Methods: Randomized controlled trial in patients with IBS-D (Rome IV). Patients received rifamycin SV-MMX 600 mg (b.i.d = 1200 mg/day or t.i.d = 1800 mg/day) or placebo for 2 weeks. Primary end point was responder rate in the first treatment week on the full analysis set (FAS). Response was defined as decrease in average abdominal pain ≥ 30% and ≥ 50% reduction of days with stool type 6 or 7 based on daily reporting.

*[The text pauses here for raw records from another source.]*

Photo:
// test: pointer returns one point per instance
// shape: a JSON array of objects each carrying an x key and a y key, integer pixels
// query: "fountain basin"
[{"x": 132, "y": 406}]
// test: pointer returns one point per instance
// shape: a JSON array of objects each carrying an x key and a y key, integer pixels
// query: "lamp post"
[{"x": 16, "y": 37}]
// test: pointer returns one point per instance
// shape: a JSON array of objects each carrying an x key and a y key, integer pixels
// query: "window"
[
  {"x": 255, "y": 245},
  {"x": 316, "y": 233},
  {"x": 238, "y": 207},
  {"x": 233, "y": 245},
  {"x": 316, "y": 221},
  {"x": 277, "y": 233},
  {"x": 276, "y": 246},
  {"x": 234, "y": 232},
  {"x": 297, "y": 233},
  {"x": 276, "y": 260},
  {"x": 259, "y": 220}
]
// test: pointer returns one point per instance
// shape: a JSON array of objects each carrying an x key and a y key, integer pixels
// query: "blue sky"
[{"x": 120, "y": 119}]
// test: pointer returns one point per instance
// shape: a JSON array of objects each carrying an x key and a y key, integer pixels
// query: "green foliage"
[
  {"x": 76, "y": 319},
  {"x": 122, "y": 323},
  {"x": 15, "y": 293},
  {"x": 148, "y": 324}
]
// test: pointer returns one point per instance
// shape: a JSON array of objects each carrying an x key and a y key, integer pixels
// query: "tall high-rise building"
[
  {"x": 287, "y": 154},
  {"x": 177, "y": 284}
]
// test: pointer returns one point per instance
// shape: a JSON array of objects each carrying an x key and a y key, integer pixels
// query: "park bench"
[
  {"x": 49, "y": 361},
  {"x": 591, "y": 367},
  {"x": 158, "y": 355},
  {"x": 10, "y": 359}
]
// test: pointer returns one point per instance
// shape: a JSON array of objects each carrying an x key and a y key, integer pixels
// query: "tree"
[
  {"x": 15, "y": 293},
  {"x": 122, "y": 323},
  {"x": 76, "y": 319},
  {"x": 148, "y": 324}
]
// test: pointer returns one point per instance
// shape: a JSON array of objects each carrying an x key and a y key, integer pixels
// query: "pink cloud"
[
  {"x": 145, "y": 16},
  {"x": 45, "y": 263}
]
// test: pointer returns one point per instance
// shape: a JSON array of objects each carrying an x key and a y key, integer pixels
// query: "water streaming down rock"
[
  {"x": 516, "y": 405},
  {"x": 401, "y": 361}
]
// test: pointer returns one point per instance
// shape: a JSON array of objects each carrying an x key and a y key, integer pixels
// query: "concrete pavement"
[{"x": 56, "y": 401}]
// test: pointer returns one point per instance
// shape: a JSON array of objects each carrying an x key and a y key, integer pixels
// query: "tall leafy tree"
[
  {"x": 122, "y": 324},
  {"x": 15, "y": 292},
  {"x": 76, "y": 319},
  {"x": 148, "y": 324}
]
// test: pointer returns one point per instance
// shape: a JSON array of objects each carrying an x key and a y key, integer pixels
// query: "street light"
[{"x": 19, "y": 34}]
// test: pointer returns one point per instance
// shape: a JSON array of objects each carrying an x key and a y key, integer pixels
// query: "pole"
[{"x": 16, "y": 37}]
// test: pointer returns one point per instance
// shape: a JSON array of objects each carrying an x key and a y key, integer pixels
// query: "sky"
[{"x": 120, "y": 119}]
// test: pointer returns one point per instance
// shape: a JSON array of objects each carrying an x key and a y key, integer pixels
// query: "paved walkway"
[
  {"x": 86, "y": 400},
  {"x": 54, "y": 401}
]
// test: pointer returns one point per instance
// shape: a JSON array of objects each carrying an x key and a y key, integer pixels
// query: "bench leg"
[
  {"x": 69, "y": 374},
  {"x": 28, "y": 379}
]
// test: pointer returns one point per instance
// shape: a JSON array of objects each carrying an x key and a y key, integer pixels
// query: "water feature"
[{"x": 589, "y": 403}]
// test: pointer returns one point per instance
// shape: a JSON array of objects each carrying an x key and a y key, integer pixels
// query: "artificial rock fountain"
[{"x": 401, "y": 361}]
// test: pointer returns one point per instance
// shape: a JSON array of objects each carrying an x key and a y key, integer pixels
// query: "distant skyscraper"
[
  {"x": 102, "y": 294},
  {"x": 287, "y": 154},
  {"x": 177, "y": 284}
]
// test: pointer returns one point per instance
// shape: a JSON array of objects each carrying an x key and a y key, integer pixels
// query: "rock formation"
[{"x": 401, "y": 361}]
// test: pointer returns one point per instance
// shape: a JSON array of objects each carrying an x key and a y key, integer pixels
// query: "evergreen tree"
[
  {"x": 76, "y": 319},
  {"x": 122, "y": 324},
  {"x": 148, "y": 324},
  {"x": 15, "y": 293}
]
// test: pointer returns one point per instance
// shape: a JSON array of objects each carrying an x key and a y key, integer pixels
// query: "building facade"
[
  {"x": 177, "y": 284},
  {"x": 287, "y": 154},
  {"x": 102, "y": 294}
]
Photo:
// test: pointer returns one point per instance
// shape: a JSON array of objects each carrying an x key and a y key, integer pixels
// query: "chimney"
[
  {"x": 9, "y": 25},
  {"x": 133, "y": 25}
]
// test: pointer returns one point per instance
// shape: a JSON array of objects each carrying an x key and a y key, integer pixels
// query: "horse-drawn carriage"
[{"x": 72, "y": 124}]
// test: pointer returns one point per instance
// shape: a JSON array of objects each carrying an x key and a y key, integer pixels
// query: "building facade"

Results: A total of 279 patients were randomized (= intention-to-treat [ITT]), and 264 of were included in the FAS. More patients with rifamycin SV-MMX b.i.d (22/88, 25.00%) met the primary end point than t.i.d (10/81, 12.35%) or placebo (9/95, 9.47%) in both FAS and ITT. Adjusted odds ratio (AOR) for b.i.d. versus placebo was 3.26 (95% confidence interval [CI]: 1.39–7.67; p = 0.007) and for t.i.d. versus b.i.d. 0.40 (95% CI: 0.17–0.92; p = 0.031). After treatment, the percentage of monthly global responders was higher in the b.i.d. group versus placebo in the first month (64.2% vs. 46.6%, AOR = 2.14; 95% CI: 1.15–4.00; p = 0.0173) and first 2 months.
Discussion: Rifamycin SV-MMX 600 mg b.i.d. was more effective than placebo and t.i.d. dosing in the first week of treatment. Two months after treatment, rifamycin SV-MMX 600 mg b.i.d. provided more global symptom relief than placebo.